The drama of Burns’s procession through the streets of Boston is staged dramatically and illuminated brilliantly by Albert J. Von Frank in his book-length study of the Anthony Burns affair. The reader follows Burns’s heavily-guarded footsteps through the eyes of a wide assortment of city dwellers, [End Page 560] ranging from outraged antislavery ministers, to a black teenager who wished Burns the strength to kill himself, to the gleeful militiamen who taunted the fugitive with a chorus of the popular minstrel number, “Carry Me Back to Old Virginny.” Here, and throughout this impressive presentation, painstaking research and eloquent writing convey a meaningful sense of the public impact of Burns’s rendition.
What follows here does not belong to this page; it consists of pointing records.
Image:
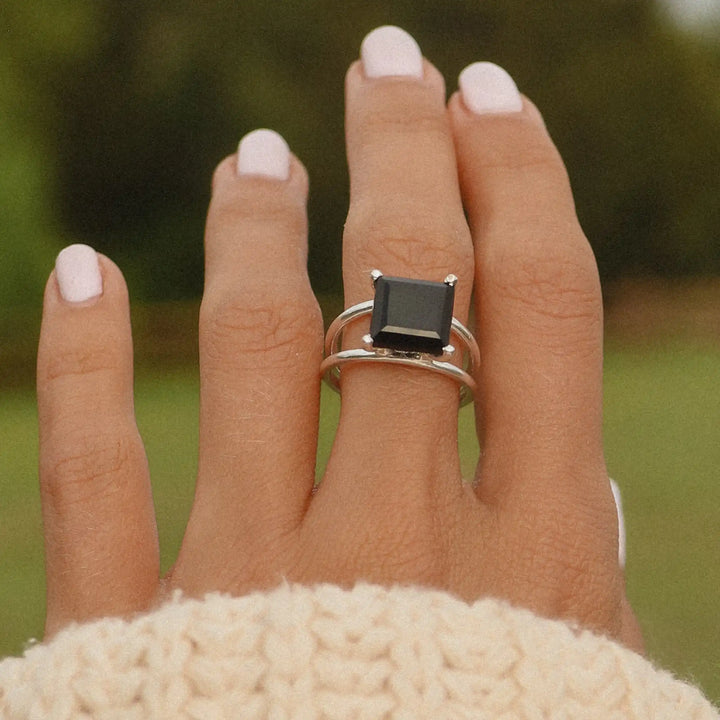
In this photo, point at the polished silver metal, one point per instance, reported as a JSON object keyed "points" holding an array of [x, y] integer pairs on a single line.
{"points": [[335, 358]]}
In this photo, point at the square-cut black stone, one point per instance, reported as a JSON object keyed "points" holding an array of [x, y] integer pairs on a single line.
{"points": [[412, 315]]}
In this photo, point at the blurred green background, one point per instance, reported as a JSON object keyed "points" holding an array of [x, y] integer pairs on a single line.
{"points": [[113, 114]]}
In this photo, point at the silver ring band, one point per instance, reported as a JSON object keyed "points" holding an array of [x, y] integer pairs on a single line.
{"points": [[335, 358]]}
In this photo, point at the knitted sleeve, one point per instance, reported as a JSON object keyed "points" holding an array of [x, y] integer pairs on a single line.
{"points": [[323, 652]]}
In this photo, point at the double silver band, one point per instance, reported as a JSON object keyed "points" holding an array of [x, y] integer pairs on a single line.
{"points": [[463, 341]]}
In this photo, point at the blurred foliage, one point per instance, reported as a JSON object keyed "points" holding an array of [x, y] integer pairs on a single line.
{"points": [[114, 113]]}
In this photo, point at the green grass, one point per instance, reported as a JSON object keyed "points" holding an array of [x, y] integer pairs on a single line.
{"points": [[662, 440]]}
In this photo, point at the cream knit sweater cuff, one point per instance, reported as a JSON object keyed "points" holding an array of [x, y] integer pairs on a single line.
{"points": [[323, 652]]}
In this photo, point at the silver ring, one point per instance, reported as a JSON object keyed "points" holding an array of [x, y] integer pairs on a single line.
{"points": [[412, 325]]}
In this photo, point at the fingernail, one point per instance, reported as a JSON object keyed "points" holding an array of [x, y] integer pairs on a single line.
{"points": [[389, 50], [487, 88], [78, 274], [621, 523], [264, 152]]}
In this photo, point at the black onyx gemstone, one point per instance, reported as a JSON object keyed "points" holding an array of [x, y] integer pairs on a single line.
{"points": [[412, 315]]}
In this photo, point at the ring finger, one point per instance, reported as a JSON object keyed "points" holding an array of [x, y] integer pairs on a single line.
{"points": [[406, 220]]}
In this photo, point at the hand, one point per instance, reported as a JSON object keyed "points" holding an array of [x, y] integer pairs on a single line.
{"points": [[539, 525]]}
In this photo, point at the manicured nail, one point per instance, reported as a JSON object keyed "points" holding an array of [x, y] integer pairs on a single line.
{"points": [[264, 152], [388, 51], [621, 523], [487, 88], [78, 274]]}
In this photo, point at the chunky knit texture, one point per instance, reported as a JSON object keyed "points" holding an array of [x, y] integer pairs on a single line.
{"points": [[323, 652]]}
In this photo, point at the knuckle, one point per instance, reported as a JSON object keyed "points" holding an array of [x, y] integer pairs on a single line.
{"points": [[274, 324], [380, 120], [97, 468], [407, 243], [82, 360], [552, 284]]}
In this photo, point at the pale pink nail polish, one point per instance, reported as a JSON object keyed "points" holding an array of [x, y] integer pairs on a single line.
{"points": [[621, 523], [264, 152], [78, 274], [390, 51], [487, 88]]}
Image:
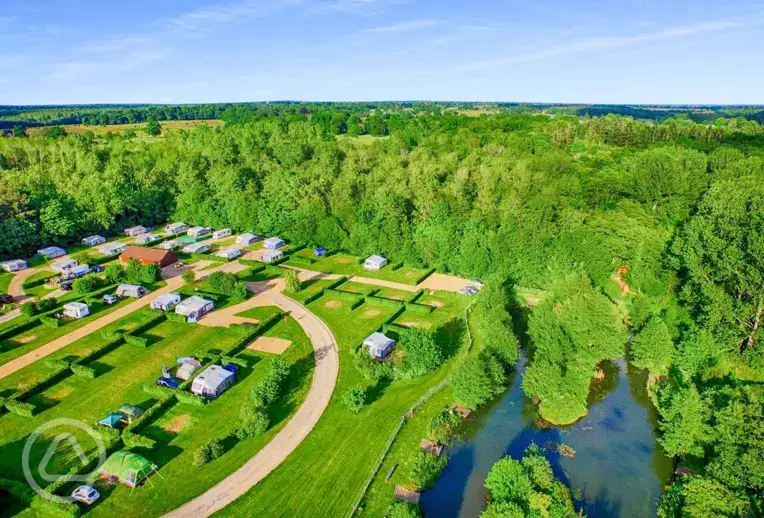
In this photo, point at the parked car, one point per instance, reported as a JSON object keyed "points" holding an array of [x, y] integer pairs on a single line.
{"points": [[86, 494], [168, 382], [231, 367]]}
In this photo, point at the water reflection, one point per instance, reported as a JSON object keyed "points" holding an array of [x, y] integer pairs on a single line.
{"points": [[618, 470]]}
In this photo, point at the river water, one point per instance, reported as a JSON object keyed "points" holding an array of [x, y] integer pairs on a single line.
{"points": [[618, 470]]}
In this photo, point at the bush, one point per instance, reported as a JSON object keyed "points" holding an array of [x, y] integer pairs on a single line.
{"points": [[443, 426], [355, 398], [208, 452], [403, 510], [254, 421], [20, 408], [87, 284], [425, 468], [50, 322]]}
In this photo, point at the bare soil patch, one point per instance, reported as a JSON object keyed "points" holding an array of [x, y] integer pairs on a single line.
{"points": [[269, 344], [177, 423], [25, 339]]}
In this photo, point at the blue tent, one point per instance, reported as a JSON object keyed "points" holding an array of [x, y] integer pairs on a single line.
{"points": [[112, 419]]}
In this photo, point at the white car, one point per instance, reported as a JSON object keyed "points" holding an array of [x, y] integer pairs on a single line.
{"points": [[86, 494]]}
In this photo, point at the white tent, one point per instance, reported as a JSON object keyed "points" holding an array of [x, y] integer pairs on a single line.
{"points": [[273, 243], [165, 302], [213, 381], [374, 262], [76, 310], [379, 345], [93, 240]]}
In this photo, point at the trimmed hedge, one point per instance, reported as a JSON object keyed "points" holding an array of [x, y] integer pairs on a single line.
{"points": [[419, 308], [83, 371], [50, 322], [20, 408]]}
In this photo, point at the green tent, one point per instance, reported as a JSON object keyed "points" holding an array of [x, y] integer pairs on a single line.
{"points": [[130, 468]]}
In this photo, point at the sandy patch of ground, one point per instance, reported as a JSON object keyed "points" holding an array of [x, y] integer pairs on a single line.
{"points": [[439, 281], [269, 344], [177, 423]]}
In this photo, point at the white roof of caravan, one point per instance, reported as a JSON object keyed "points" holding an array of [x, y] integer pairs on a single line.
{"points": [[167, 298], [213, 376], [377, 339], [192, 303]]}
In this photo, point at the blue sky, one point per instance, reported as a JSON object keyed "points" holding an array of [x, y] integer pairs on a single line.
{"points": [[176, 51]]}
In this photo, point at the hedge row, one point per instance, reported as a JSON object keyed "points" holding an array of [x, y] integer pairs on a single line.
{"points": [[385, 303], [419, 308], [343, 295]]}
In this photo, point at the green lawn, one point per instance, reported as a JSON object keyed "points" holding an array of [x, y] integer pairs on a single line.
{"points": [[327, 471], [350, 265], [41, 334], [179, 431]]}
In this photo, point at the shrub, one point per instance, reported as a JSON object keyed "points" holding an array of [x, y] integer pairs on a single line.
{"points": [[50, 322], [83, 371], [425, 468], [355, 398], [403, 510], [87, 284], [254, 421], [443, 426], [20, 408]]}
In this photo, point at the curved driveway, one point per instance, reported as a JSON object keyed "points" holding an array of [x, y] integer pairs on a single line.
{"points": [[294, 432]]}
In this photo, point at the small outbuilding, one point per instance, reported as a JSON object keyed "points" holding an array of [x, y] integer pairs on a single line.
{"points": [[194, 308], [165, 302], [93, 240], [196, 248], [134, 231], [198, 232], [63, 264], [128, 468], [171, 244], [176, 228], [270, 256], [273, 243], [51, 252], [14, 265], [247, 239], [229, 253], [379, 345], [113, 248], [143, 239], [76, 310], [131, 290], [374, 262], [146, 255], [212, 382], [223, 232]]}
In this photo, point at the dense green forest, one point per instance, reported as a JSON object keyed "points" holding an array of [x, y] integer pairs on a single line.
{"points": [[646, 239]]}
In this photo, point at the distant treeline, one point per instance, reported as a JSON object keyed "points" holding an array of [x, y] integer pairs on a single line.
{"points": [[105, 114]]}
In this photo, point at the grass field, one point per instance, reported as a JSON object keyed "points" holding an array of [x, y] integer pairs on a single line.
{"points": [[180, 430], [120, 128], [331, 466], [350, 265]]}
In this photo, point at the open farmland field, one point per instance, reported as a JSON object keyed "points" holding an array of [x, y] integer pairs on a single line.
{"points": [[139, 128]]}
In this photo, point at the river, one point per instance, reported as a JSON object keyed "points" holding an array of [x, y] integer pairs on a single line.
{"points": [[618, 470]]}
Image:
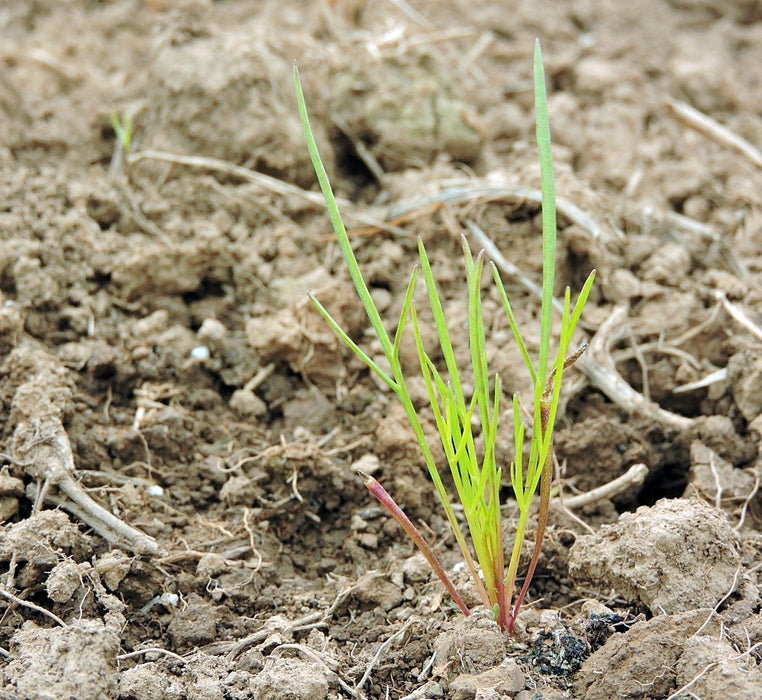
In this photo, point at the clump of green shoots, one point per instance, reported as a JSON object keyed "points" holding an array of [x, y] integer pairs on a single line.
{"points": [[476, 474]]}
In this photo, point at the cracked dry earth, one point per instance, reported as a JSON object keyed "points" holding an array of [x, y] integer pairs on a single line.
{"points": [[179, 511]]}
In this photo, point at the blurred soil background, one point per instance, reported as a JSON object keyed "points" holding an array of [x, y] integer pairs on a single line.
{"points": [[180, 515]]}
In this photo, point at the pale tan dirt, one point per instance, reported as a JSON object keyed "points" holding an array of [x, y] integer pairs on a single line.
{"points": [[155, 309]]}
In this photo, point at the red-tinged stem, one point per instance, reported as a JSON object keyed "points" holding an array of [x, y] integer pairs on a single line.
{"points": [[398, 514], [546, 480]]}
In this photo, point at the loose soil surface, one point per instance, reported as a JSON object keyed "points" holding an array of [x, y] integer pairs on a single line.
{"points": [[181, 517]]}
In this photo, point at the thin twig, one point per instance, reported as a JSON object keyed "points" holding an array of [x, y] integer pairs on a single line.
{"points": [[598, 366], [152, 650], [45, 441], [382, 650], [267, 182], [746, 503], [634, 476], [26, 604], [719, 603], [740, 316], [471, 190], [714, 130], [330, 664]]}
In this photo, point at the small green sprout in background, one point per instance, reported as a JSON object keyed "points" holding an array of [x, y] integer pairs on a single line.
{"points": [[123, 129], [476, 475]]}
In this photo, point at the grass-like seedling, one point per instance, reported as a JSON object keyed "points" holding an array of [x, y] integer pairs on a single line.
{"points": [[459, 417]]}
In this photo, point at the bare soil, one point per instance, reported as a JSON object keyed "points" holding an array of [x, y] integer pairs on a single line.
{"points": [[180, 514]]}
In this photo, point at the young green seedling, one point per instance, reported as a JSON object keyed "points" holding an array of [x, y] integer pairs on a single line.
{"points": [[458, 417]]}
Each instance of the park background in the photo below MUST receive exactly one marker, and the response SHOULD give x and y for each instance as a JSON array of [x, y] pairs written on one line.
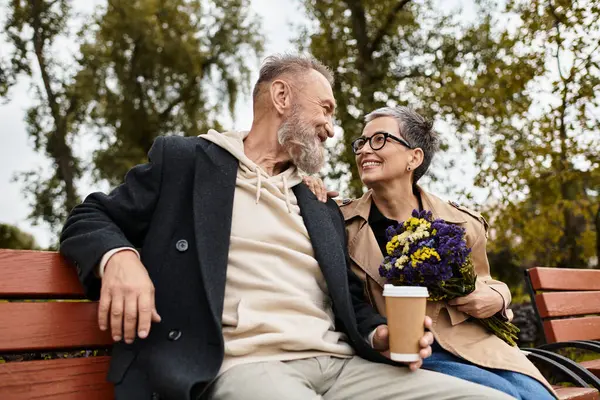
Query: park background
[[513, 87]]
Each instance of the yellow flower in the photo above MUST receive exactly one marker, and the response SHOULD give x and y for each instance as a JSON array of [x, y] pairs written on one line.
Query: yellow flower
[[391, 245]]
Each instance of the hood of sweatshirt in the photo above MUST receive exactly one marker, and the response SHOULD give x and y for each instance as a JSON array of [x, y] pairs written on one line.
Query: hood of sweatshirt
[[249, 172]]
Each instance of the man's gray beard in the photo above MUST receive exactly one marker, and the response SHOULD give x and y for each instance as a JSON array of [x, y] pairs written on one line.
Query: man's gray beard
[[300, 141]]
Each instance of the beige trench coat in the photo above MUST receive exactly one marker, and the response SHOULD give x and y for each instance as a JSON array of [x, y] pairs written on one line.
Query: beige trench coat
[[451, 328]]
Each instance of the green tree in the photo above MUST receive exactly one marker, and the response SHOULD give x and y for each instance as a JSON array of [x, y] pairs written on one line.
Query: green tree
[[545, 167], [153, 66], [144, 68], [12, 237], [32, 28], [400, 52]]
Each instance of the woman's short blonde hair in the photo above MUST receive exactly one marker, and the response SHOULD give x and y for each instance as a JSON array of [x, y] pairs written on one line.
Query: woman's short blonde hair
[[415, 129]]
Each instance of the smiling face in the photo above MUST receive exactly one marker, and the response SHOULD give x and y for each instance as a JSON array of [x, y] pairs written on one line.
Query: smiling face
[[309, 123], [388, 163]]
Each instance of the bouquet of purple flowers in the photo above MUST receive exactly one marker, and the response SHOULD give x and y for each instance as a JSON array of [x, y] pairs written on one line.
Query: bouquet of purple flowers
[[433, 253]]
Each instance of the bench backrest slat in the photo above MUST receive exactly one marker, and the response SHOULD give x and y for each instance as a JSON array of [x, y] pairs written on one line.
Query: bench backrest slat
[[566, 300], [45, 326], [564, 304], [562, 330], [37, 274], [564, 279], [61, 379]]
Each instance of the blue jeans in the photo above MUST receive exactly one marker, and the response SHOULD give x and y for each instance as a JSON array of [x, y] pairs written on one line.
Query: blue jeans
[[519, 386]]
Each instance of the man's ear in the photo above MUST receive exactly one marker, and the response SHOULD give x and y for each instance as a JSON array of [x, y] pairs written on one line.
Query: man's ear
[[281, 95], [416, 159]]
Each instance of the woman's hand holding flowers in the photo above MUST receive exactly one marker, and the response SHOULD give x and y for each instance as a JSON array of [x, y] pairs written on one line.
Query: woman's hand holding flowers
[[483, 302]]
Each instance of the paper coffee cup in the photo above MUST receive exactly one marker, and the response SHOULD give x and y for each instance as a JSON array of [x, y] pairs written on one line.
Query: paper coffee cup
[[405, 307]]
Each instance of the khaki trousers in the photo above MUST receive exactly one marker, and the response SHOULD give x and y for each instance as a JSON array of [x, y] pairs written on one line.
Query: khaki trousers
[[333, 378]]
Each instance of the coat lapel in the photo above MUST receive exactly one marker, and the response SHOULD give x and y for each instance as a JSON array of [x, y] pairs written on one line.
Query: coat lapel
[[214, 188], [325, 240]]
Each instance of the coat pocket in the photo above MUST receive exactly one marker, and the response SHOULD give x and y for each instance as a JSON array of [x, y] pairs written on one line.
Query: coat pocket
[[121, 360]]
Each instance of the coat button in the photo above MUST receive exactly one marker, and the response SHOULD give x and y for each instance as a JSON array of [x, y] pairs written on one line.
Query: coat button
[[181, 245], [174, 335]]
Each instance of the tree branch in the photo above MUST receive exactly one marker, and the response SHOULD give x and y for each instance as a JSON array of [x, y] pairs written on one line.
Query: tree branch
[[38, 45], [386, 26], [359, 26], [557, 22]]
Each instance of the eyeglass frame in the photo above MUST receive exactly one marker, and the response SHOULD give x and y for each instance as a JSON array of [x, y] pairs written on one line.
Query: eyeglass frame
[[386, 136]]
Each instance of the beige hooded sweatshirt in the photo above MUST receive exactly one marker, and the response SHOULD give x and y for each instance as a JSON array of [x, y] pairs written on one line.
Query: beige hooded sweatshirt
[[277, 305]]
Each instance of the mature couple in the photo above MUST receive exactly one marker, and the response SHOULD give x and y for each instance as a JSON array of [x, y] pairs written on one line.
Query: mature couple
[[222, 276]]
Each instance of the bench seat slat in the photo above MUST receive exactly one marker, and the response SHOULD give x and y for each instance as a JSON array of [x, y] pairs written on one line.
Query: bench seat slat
[[561, 279], [573, 393], [45, 326], [25, 274], [64, 379], [563, 330], [561, 304]]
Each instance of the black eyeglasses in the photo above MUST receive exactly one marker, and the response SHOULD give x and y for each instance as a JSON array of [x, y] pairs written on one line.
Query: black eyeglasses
[[377, 141]]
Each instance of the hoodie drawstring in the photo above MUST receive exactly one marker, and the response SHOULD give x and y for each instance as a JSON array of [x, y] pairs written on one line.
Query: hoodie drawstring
[[258, 183], [286, 192], [286, 189]]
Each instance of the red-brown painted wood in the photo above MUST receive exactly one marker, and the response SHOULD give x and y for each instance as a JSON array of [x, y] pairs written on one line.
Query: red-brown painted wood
[[47, 274], [564, 279], [593, 366], [63, 379], [55, 325], [584, 328], [563, 304]]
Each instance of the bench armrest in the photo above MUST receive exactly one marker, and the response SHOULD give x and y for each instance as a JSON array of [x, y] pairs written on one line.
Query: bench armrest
[[577, 369]]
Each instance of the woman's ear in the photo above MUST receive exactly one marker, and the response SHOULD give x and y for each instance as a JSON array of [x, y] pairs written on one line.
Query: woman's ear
[[416, 158], [281, 96]]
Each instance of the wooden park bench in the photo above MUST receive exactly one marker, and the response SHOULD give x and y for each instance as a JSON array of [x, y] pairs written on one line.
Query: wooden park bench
[[67, 323], [567, 305], [30, 326]]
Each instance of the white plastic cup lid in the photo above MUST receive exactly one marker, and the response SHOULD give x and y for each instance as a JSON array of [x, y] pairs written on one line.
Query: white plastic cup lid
[[405, 291]]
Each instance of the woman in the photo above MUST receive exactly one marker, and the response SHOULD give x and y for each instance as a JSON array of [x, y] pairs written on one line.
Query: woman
[[393, 153]]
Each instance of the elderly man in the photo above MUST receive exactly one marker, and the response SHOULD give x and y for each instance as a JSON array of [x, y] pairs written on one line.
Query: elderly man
[[246, 268]]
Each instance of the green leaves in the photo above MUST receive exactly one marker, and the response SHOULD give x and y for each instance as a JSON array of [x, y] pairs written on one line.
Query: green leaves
[[144, 68]]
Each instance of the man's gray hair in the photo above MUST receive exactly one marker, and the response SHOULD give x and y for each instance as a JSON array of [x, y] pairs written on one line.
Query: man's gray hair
[[415, 129], [276, 65]]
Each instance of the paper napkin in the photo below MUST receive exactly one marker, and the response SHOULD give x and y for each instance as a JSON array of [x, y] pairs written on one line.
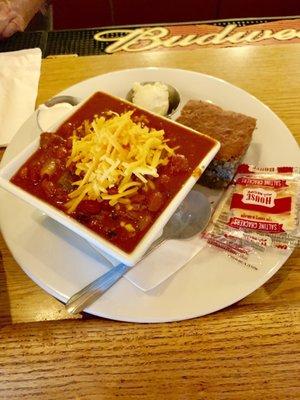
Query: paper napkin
[[19, 78], [162, 263]]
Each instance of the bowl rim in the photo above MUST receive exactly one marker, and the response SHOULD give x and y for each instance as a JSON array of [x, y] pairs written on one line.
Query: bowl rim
[[101, 243]]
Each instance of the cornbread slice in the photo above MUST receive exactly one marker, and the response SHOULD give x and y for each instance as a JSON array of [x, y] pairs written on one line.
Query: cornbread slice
[[233, 130]]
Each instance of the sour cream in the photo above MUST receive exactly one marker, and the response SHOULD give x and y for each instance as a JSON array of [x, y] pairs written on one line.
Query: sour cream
[[151, 96]]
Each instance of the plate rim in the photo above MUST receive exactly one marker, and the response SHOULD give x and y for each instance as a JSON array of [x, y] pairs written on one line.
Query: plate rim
[[60, 296]]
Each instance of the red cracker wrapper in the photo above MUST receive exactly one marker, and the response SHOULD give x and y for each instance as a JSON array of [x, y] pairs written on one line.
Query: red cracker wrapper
[[259, 212]]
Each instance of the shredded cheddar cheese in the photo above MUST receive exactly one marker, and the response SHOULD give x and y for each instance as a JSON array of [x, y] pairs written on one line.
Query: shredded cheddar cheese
[[115, 153]]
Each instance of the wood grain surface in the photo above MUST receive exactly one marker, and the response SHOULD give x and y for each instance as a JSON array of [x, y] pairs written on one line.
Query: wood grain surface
[[247, 351]]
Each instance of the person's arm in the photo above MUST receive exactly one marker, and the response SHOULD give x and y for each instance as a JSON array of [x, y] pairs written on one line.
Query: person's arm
[[15, 15]]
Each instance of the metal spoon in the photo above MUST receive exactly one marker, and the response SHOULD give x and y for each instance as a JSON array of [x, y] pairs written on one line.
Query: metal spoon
[[56, 100], [174, 97], [190, 218]]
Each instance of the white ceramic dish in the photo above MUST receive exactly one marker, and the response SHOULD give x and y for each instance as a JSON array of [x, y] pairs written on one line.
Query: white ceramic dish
[[101, 243], [62, 263]]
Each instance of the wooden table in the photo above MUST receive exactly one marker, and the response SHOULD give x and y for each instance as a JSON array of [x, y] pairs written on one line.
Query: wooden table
[[247, 351]]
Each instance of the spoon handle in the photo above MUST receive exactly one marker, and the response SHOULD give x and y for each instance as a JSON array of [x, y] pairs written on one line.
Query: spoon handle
[[90, 293]]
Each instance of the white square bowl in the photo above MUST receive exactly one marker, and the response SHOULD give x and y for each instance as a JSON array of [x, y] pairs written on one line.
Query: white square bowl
[[7, 172]]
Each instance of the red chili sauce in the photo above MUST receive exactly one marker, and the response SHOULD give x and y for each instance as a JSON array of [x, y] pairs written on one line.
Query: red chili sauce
[[45, 174]]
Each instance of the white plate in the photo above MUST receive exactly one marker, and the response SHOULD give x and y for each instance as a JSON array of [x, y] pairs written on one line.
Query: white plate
[[62, 263]]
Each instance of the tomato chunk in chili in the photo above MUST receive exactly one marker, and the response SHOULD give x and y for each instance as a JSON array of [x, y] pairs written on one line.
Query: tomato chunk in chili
[[46, 175]]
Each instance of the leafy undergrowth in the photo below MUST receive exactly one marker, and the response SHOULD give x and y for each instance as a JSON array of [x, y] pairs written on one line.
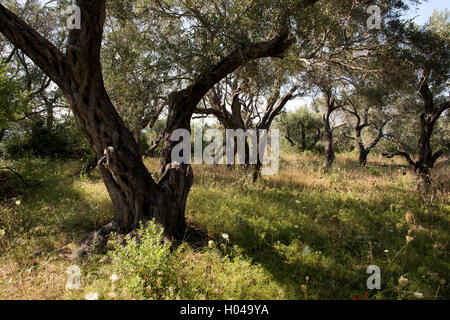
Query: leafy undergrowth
[[305, 233]]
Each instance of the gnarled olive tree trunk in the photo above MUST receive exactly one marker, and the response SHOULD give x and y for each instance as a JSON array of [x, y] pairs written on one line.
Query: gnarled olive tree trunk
[[425, 156], [135, 195], [328, 130]]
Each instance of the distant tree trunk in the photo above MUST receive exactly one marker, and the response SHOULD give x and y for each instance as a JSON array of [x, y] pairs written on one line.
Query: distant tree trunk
[[2, 134], [363, 153], [135, 195], [303, 137], [329, 148], [426, 158], [50, 120], [316, 138]]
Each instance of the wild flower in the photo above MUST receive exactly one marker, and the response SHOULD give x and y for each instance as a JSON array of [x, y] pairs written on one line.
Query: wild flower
[[403, 281], [91, 296], [306, 251], [114, 277]]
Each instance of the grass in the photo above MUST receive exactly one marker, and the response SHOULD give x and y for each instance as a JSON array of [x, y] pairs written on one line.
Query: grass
[[305, 233]]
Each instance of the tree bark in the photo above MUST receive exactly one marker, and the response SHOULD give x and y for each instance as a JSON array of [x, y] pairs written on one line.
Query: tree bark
[[425, 156], [135, 195], [329, 148]]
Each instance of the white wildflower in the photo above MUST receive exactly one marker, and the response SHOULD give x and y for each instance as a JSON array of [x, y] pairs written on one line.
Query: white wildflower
[[418, 295], [306, 251], [91, 296], [403, 281]]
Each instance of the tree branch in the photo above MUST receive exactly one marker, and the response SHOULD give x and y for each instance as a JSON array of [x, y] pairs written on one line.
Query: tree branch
[[40, 50]]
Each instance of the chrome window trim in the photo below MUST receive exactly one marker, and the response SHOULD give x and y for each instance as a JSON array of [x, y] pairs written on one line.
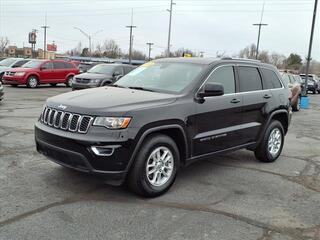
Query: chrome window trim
[[237, 93]]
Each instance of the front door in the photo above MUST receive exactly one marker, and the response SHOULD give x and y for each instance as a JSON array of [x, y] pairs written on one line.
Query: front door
[[218, 119], [46, 72]]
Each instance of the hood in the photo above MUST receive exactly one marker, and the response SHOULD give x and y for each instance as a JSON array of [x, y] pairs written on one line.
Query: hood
[[4, 68], [94, 76], [108, 100]]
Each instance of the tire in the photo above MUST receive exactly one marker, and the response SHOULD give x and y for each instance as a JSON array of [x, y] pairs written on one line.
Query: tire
[[69, 81], [142, 183], [32, 82], [265, 154], [296, 106]]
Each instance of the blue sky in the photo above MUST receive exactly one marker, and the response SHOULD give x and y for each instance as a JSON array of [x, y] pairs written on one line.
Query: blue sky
[[201, 25]]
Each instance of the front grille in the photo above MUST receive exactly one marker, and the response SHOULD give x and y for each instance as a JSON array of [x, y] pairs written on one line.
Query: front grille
[[65, 120], [82, 80], [9, 73]]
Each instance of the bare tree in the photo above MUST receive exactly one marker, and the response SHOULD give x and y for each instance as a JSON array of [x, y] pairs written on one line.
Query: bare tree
[[4, 41], [278, 60]]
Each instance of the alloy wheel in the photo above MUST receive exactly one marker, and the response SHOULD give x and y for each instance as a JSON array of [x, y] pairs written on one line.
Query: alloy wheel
[[159, 166]]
Anthony Burns was by no means the first fugitive slave to be recovered in the North (or even in Boston) after 1850, but Von Frank makes a strong case that this particular trial pricked white consciences, fired the imaginations of previously inert proponents of free labor, and unsettled the moral boundaries of slavery. Three weeks after Judge Edward G. Loring had certified the claim on Burns as the legal property of another man, the former fugitive found himself back in the South, his body chained and handcuffed for what would be four months in an unventilated pen without a toilet. In the North, meanwhile, Burns’s symbolic body hovered freely and ominously over an intensified antislavery climate. As Von Frank argues with great force and energy, Anthony Burns haunted the writings of the major figures of the American Renaissance (including Whitman’s Leaves of Grass, published a year later) and his trial forced a major realignment in Massachusetts politics in the direction of an emergent Know-Nothing coalition—and ultimately toward the Republicans. It was the specter of federal troops imposing slave law on the people of the purportedly free state of Massachusetts, Von Frank suggests, rather than the conflicts over Kansas and Nebraska, that pushed Northerners to regard compromise as politically impossible and morally bankrupt and to flirt with thoughts of disunion and visions of bloody redemption.